Because a key part of building the field is supporting academic publishing, the workshop was also a place for Sophie McCall to introduce her critical edition of Anahareo’s Devil in Deerskins, for Sam McKegney to launch Masculindians: Conversations about Indigenous Manhood (both with University of Manitoba Press) and for delegates to attend a presentation and question and answer period with established publishers, including Lisa Quinn from Wilfrid Laurier University Press. Also announced was Anishinaabe writer and Trent doctoral student Lesley Belleau’s next novel, Sweat, to be released by Scrivenor in May.
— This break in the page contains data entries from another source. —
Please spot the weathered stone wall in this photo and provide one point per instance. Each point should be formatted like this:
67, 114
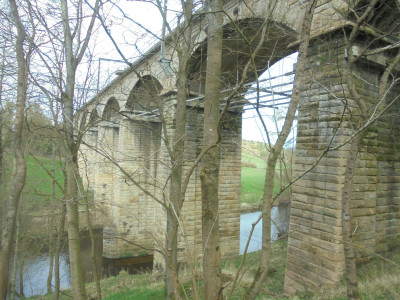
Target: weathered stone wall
315, 250
229, 191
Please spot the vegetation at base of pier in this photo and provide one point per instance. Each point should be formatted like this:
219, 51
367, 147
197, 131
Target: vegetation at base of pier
379, 279
254, 156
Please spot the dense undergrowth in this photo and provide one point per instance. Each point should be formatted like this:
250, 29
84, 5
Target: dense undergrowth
379, 279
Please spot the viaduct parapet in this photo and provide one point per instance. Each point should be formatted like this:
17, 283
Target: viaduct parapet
125, 162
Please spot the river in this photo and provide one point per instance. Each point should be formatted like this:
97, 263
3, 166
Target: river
36, 269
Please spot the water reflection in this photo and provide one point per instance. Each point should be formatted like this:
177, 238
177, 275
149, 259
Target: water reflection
36, 269
35, 275
280, 218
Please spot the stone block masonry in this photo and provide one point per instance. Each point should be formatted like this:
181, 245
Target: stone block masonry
315, 250
129, 145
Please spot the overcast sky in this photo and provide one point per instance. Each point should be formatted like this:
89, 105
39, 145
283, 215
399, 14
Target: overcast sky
134, 40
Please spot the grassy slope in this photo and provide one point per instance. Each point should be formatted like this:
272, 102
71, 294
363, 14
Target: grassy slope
253, 179
38, 182
379, 279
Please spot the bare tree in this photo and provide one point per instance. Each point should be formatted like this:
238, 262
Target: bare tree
20, 166
210, 162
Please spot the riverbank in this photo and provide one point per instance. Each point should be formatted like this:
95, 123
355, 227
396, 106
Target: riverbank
379, 279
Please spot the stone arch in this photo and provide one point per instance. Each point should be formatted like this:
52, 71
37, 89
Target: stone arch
144, 96
236, 53
111, 110
94, 117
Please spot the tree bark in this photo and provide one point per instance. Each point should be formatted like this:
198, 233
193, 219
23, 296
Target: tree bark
176, 195
73, 58
59, 245
20, 165
350, 259
275, 152
209, 174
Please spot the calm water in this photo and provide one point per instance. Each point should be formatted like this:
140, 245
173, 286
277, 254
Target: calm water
246, 221
36, 269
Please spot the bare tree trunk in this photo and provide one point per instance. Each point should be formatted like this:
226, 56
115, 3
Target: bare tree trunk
2, 74
20, 165
350, 259
21, 265
77, 282
210, 163
51, 254
59, 245
16, 259
51, 229
275, 152
93, 251
73, 56
176, 194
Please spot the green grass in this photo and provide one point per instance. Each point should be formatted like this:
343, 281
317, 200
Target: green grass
252, 185
139, 294
38, 185
260, 163
38, 182
378, 279
253, 181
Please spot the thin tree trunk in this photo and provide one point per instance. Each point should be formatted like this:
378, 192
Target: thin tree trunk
77, 282
275, 152
21, 266
20, 165
176, 196
210, 163
93, 251
51, 255
59, 246
16, 259
73, 56
350, 259
51, 229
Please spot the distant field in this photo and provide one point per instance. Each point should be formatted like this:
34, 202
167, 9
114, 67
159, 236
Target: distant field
253, 179
260, 163
38, 188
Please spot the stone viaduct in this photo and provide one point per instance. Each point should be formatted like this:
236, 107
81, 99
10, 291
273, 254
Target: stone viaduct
130, 163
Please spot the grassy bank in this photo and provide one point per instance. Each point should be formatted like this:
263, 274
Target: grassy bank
379, 279
253, 178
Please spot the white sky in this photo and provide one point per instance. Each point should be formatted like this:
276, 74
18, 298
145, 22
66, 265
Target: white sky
133, 40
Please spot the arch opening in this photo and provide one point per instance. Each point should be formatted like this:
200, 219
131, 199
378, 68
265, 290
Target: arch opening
236, 53
145, 95
111, 110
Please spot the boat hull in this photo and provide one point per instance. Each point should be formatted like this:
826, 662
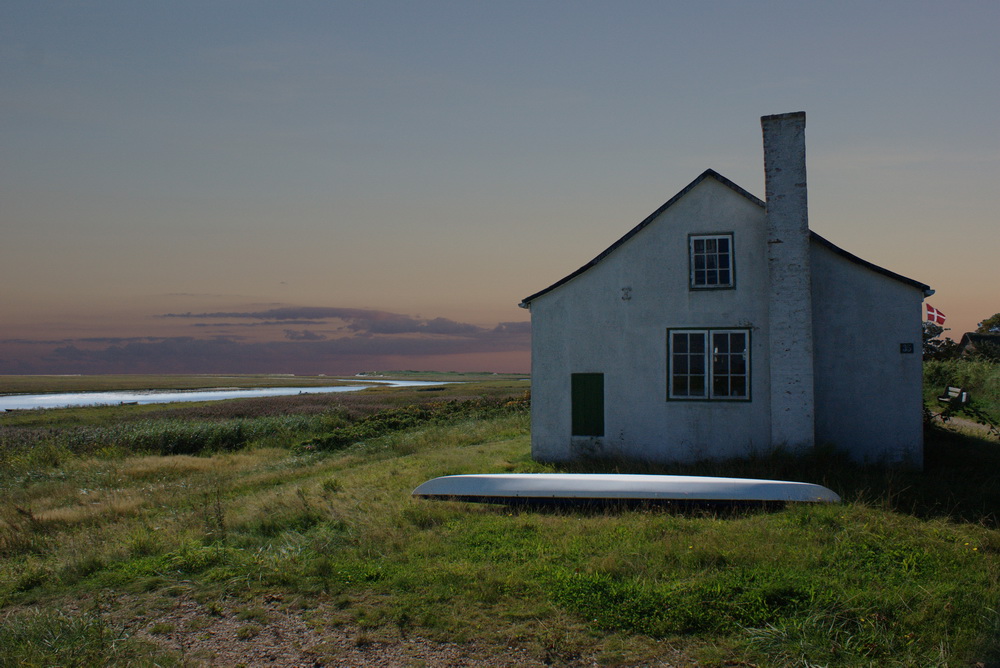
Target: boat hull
511, 487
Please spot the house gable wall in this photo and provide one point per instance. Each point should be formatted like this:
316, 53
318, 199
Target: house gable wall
868, 398
613, 319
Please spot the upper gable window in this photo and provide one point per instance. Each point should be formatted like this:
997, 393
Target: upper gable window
711, 260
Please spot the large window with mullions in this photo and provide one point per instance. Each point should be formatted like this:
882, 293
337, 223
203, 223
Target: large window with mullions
711, 259
708, 364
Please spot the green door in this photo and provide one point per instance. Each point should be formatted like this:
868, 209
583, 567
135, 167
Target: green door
588, 404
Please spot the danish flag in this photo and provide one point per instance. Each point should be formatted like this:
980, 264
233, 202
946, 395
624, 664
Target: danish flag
934, 315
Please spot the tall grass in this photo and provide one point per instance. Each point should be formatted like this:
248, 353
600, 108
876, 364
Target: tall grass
905, 572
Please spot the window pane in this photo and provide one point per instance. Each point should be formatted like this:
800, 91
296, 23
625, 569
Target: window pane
680, 364
698, 364
739, 364
720, 365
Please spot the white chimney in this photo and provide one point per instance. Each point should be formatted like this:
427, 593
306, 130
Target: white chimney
790, 304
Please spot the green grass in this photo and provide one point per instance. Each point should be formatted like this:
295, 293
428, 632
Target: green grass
905, 572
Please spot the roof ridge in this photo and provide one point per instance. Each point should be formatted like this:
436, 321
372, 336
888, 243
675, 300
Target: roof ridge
708, 173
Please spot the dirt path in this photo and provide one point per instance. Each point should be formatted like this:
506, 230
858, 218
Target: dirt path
272, 635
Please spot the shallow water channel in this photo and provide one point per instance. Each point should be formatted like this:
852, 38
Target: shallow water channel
29, 401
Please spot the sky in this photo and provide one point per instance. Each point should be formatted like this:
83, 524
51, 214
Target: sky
225, 186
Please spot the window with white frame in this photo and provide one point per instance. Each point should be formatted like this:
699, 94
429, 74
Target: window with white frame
709, 364
711, 259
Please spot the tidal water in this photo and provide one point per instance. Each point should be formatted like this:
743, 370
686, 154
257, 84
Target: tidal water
29, 401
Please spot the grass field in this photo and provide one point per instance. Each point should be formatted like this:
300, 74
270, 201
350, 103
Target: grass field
134, 537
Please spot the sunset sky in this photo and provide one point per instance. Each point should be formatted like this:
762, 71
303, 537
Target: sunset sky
333, 187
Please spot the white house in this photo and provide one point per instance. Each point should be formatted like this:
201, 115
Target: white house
721, 326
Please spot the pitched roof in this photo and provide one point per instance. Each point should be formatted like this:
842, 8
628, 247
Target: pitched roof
712, 174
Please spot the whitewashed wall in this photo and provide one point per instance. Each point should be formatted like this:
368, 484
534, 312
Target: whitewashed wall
584, 326
868, 394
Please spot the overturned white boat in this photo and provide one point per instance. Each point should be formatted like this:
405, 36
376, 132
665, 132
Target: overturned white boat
609, 487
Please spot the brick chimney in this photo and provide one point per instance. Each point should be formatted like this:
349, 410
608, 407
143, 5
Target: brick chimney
790, 302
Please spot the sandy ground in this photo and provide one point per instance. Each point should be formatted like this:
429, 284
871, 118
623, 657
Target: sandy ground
274, 636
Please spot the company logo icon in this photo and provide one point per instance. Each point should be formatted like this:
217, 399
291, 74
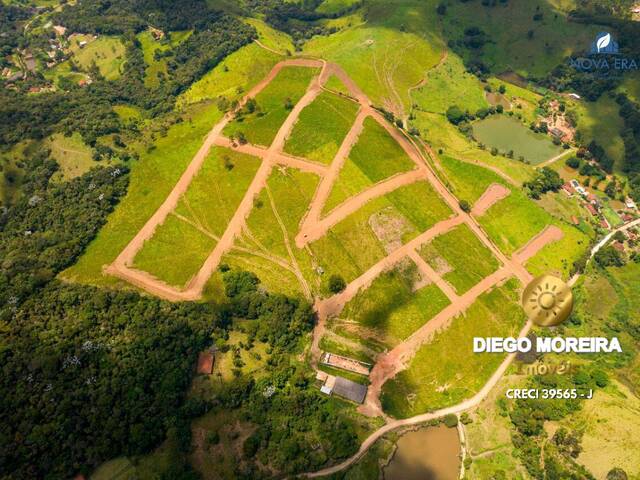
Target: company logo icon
604, 43
547, 301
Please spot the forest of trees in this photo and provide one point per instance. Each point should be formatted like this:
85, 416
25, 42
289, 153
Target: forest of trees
89, 110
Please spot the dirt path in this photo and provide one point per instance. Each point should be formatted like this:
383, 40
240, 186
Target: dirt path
426, 270
550, 234
122, 266
493, 194
313, 227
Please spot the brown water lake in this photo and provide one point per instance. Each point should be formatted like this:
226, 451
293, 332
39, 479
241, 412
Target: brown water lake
430, 453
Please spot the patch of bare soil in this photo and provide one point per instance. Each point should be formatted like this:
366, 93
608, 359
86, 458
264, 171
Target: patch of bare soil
388, 229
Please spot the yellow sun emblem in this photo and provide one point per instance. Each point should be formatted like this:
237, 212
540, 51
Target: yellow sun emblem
547, 301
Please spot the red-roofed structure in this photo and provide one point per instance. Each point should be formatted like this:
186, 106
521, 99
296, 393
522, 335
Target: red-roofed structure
618, 246
591, 209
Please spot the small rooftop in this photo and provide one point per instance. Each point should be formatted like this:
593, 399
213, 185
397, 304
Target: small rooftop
350, 390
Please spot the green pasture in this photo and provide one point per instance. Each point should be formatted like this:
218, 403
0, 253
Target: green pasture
163, 165
335, 6
334, 84
321, 128
291, 192
107, 52
232, 77
261, 127
467, 256
157, 68
445, 371
557, 258
600, 121
390, 307
217, 189
375, 157
506, 133
175, 253
507, 24
272, 38
468, 182
449, 84
441, 135
350, 247
202, 214
388, 54
71, 153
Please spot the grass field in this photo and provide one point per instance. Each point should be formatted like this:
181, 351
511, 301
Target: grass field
506, 25
286, 198
391, 309
360, 240
72, 154
271, 38
468, 182
611, 432
157, 68
488, 437
468, 258
445, 371
375, 157
334, 84
449, 84
217, 189
261, 127
236, 74
386, 55
179, 246
505, 133
107, 52
601, 122
164, 165
321, 128
175, 253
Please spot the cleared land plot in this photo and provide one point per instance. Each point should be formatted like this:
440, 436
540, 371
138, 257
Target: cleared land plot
391, 309
202, 213
461, 252
375, 157
356, 243
218, 189
175, 253
107, 52
445, 371
382, 60
285, 199
513, 221
321, 128
233, 76
611, 432
334, 84
164, 165
72, 154
450, 84
273, 106
157, 67
505, 133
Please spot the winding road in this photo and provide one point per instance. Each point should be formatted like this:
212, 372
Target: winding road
314, 226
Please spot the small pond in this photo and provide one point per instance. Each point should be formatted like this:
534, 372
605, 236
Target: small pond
506, 133
431, 453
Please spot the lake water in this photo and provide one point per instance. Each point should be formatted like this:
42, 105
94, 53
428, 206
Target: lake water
427, 454
506, 133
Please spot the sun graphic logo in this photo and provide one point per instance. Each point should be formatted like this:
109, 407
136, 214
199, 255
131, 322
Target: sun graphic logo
604, 43
547, 301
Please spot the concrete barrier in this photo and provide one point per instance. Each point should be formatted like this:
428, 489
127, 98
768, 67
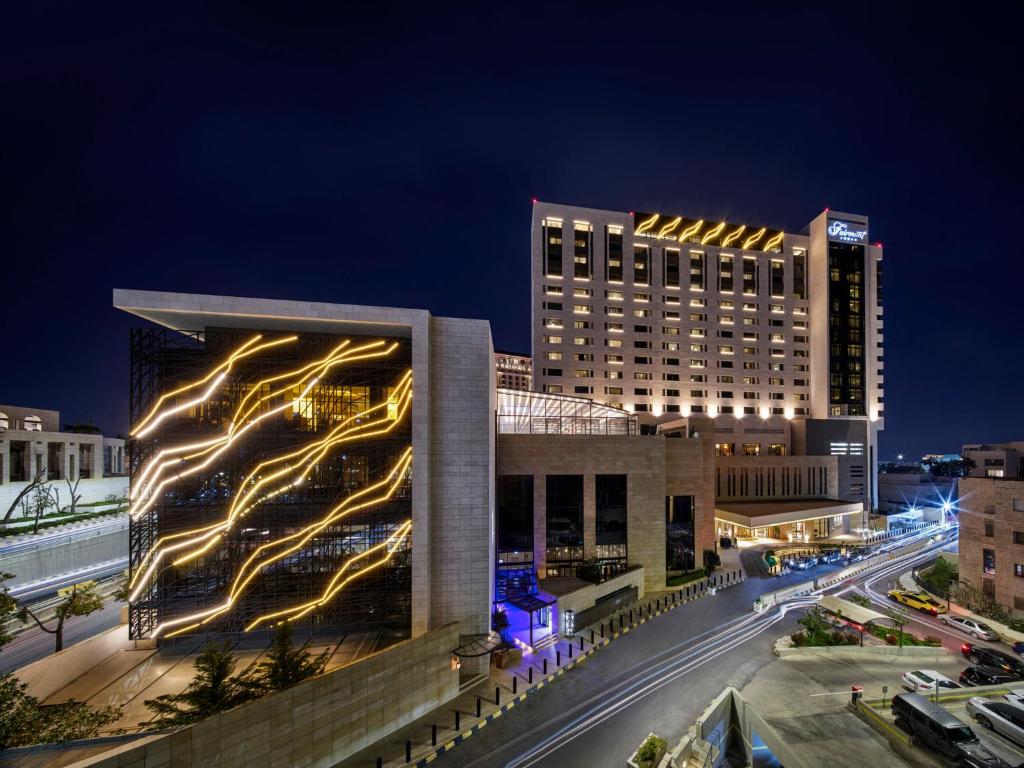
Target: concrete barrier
49, 675
784, 648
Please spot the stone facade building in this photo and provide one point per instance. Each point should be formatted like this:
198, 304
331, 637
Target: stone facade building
991, 539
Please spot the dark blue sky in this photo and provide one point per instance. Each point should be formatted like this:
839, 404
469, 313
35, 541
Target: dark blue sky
387, 156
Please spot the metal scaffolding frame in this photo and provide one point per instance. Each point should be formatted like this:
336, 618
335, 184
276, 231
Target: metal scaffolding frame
161, 361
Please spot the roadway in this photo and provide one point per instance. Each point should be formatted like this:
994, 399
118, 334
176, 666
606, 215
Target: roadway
64, 535
658, 678
33, 643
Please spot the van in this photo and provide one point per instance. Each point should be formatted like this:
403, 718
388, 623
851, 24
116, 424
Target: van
933, 727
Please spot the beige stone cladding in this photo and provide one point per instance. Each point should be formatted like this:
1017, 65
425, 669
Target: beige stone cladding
462, 415
453, 425
999, 503
655, 466
320, 722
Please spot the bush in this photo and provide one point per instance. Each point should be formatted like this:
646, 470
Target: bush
590, 570
682, 579
651, 751
712, 560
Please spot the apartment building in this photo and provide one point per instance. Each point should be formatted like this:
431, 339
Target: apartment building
775, 335
991, 539
514, 371
995, 459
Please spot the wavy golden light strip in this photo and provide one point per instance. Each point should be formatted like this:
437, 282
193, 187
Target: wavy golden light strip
690, 230
325, 364
751, 241
390, 545
712, 233
316, 450
218, 374
667, 229
394, 477
310, 459
645, 225
774, 242
731, 237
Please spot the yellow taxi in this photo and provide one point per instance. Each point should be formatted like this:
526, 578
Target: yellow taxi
918, 600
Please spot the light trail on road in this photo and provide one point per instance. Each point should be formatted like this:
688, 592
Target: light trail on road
653, 673
680, 664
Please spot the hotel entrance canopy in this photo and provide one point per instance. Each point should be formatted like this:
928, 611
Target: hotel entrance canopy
771, 513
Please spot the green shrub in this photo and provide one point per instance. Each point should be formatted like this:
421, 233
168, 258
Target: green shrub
651, 751
682, 579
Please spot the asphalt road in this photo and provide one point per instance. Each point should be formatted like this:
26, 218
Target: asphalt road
657, 678
34, 644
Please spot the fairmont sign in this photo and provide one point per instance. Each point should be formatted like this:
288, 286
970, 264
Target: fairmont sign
841, 230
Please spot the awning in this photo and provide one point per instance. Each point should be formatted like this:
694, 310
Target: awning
853, 612
769, 514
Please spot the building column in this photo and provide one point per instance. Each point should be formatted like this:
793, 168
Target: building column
589, 517
540, 525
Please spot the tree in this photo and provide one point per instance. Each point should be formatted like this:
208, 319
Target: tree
75, 496
8, 608
899, 620
817, 624
590, 570
34, 483
25, 722
81, 601
712, 560
287, 665
215, 688
123, 590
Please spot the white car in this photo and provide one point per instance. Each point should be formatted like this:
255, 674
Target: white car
924, 681
1003, 718
972, 627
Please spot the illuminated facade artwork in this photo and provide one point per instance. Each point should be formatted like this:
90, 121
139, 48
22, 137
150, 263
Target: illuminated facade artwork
270, 477
708, 232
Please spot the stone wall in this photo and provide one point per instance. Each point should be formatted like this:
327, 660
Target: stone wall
1001, 504
655, 466
462, 476
320, 722
64, 554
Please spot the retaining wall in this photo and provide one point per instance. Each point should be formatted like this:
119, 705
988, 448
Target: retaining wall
76, 551
320, 722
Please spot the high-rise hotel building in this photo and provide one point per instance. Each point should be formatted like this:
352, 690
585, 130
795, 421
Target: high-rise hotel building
775, 334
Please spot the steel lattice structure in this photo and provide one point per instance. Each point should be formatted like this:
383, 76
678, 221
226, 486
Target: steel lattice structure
163, 361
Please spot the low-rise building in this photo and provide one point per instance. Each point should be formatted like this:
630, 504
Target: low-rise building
514, 371
995, 459
991, 539
34, 449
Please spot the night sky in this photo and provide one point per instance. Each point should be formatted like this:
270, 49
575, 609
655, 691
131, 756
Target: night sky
385, 156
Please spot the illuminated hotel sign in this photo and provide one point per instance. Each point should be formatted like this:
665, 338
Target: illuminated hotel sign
843, 231
510, 365
708, 232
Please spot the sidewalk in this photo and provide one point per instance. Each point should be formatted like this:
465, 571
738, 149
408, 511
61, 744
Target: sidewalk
442, 730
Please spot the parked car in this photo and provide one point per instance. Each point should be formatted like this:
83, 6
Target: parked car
829, 557
918, 600
934, 727
980, 675
973, 627
991, 657
1015, 698
926, 681
1000, 717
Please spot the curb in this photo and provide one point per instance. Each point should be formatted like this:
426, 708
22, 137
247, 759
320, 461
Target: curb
598, 644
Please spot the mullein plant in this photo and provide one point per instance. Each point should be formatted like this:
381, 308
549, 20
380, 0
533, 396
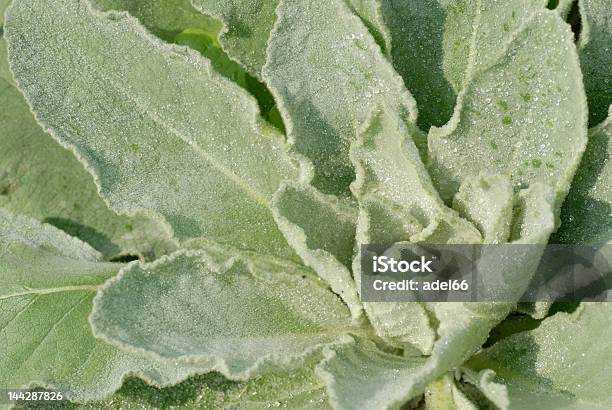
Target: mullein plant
185, 186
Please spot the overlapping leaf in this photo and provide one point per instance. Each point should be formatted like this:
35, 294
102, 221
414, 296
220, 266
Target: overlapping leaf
596, 56
154, 124
585, 216
525, 116
434, 41
327, 75
164, 18
238, 320
47, 282
41, 179
564, 363
300, 212
397, 202
487, 201
388, 380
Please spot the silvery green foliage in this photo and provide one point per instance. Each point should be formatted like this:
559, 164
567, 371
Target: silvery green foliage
244, 172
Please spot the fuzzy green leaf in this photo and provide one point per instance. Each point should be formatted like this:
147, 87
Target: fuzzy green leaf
327, 75
434, 41
360, 373
154, 124
247, 26
586, 216
525, 116
238, 320
164, 18
562, 364
301, 212
47, 282
294, 389
487, 201
596, 56
397, 202
41, 179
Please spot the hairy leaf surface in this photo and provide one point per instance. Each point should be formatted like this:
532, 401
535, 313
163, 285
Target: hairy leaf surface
237, 321
164, 18
47, 282
525, 116
434, 41
462, 328
595, 50
586, 213
327, 75
397, 202
300, 212
41, 179
563, 363
154, 124
487, 201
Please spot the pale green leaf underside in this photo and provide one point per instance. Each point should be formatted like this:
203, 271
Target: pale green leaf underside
236, 321
586, 216
321, 229
595, 52
41, 179
327, 73
562, 364
434, 41
393, 185
525, 116
155, 125
397, 202
486, 201
47, 282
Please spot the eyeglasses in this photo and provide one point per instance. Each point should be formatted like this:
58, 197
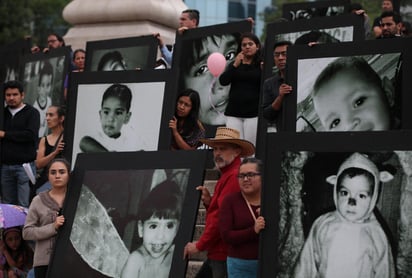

And students read portions from the English version of the first novel written in syllabic Inuttitut, Sanaaq, first published in 1987 and released in January 2014.

Delegates attended a variety of other workshops, from the ethics for teaching traumatic texts to the methods for teaching oral storytelling, and from Indigenous literatures in French to Indigenous Science Fiction. They also were introduced to the newly established Indigenous Literary Studies Association (ILSA) that was recently founded by several scholars in attendance, to continue to forge new ways of literary analysis that honours the history and promotes the ongoing production of Indigenous literatures in all forms, reaffirms the value of Indigenous knowledges and methodologies within literary expression and study, and fosters respectful relationships within and between academic and non-academic communities. The purpose and values of ILSA were demonstrated in the activities of the workshop, as this generation of scholars contend with ways to amend conventional literary criticism to better suit the subject they study.